Svegliarsi al mattino. Aprire la finestra e guardare il mare verdeggiante che ondeggia e si estende per tutto il campo visivo. Sentirne l’odore chiaro e leggero, stranamente più puro del solito e rendersi conto della fortuna di vivere in un ambiente dove pochi uomini sono arrivati prima. Naturalmente, come in tutte le storie che narrano di naufragi, i rari marinai che sono riusciti a scorgere le coste dell’isola non sono riusciti a raccontarlo.
Non ci sono velieri incagliati nei banchi di sabbia lungo il confine del mare ma una delle più imponenti navi da crociera che abbiano mai solcato le onde e attraversato i mari più tempestosi.

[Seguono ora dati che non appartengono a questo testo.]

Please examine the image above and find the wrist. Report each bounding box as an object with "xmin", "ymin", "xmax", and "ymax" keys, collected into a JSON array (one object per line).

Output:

Un Titanic dell’altro emisfero che non ha lasciato su una riva desolata i suoi passeggeri, o quelli rimasti, per una catastrofe o un iceberg ma per la disattenzione umana. Il timoniere, il capitano o qualche ufficiale di bordo deve essersi distratto o aver calcolato male i rischi di manovra. Ma a chi si può attribuire la colpa? In fondo il passato non può tornare, non resta che raccogliere i pezzi di ciò che è sopravvissuto e cercare di usarli per costruire una situazione passabilmente vivibile per tutti.
Ormai è un mese che mi sveglio con il calore del sole e il profumo di quel mare dai riflessi verdi; per fortuna il carburante non si è riversato nella foresta marina ed apparentemente i fatti più recenti, a parte la sagoma dello scheletro della nave, non hanno modificato la vita in questo remoto angolo del pianeta.
Gli animali si avvicinano tranquillamente e nidificano all’interno nelle fenditure più accessibili e sicure. Ma nulla è sicuro per noi, nonostante sappiamo che presto verranno a cercarci. Certo, una nave di tali dimensioni non scompare senza che nessuno se ne accorga, ma non è questo il vero problema.
È il ricordo. Noi non siamo come gli animali di quest’isola. Noi non dimentichiamo e non metabolizziamo gli eventi, non li superiamo. Ci teniamo dentro tutto il dolore mischiato all’ansia; è pericoloso ma dona al contesto una parvenza di normalità quasi disarmante.
Le colline sdraiate lungo la riva ci osservano attente, senza cambiare espressione, anche quando il loro colorito muta al calar del sole.
Tutti i superstiti si sono messi all’opera per procurare cibo, acqua e ripari; ognuno si è impegnato al limite delle sue possibilità, senza badare alla fatica e allo sconforto ed alla tempesta interna.
Sì, il mare si prende gioco di noi; lui è calmo ed impassibile, il nostro cuore scoppia.
Si continua ogni giorno a lavorare e lavorare senza fermarsi mai e senza sapere se può servire a qualcosa, ma non ci si deve scoraggiare. La speranza, la misericordia e l’intelletto sono le sole cose che ci distinguono dal resto della fauna dell’isola, poco; un filo sottile, un confine quasi intangibile.
Certo che, pensandoci, tutto questo si sarebbe potuto evitare, se non fosse stato per l’attimo di disattenzione, quante vite non sarebbero sparite tra le grida e le onde; ma ai responsabili, lasciati alla giustizia sommaria dei passeggeri, poco importa ormai.
Fatto sta che le tende di pelle sono utili quando piove.